The World Health Organization (WHO) on Wednesday first announced: It was recommending a vaccine against malaria for administration to children. The decision follows a program launched in 2019 in three African countries that eventually vaccinated more than 800,000 children.
NS the vaccine itself It’s called RTS, S/AS01, or Mosquirix, and it checks all the boxes for conspiracy theorists, developed by a large pharmaceutical company (GlaxoSmithKline) with the support of the Gates Foundation. The vaccine is based on a protein found on the surface of the most common malaria parasite, and requires four doses when children are less than a year old. Vaccine development began in 1987, and trials of its efficacy began in 2014. With over 2.3 million doses, it has a solid safety profile, and has shown efficacy between 30 and 50 percent in various trials.
All of this may not sound great, especially compared to the numbers we have all seen producing multiple COVID-19 vaccines.
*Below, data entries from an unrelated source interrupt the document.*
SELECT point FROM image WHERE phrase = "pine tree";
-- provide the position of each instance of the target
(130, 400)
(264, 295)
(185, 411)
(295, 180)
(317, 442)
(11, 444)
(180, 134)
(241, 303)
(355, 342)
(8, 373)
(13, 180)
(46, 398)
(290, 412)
But the WHO estimates that every year in Africa alone, more than 1.25 million children under the age of 5 die from malaria, while many others become seriously ill. As such, even 30 percent efficacy may have a substantial effect.
The WHO analysis also considered several additional factors, all of which favored its use. These include its cost-effectiveness and ability to deliver the vaccine to hard-to-reach populations.
However, the widespread distribution of Mosquirix will now depend on the international health community, which is already struggling to find funding and resources to ensure that developing countries receive adequate COVID-19 vaccines.
Meanwhile, there have been some very early trials of additional vaccines that are reporting high efficacy levels. If those results persist in major trials and in actual use in Africa, the RTS,S could be the first in a series of good news for one of humanity’s deadliest plagues.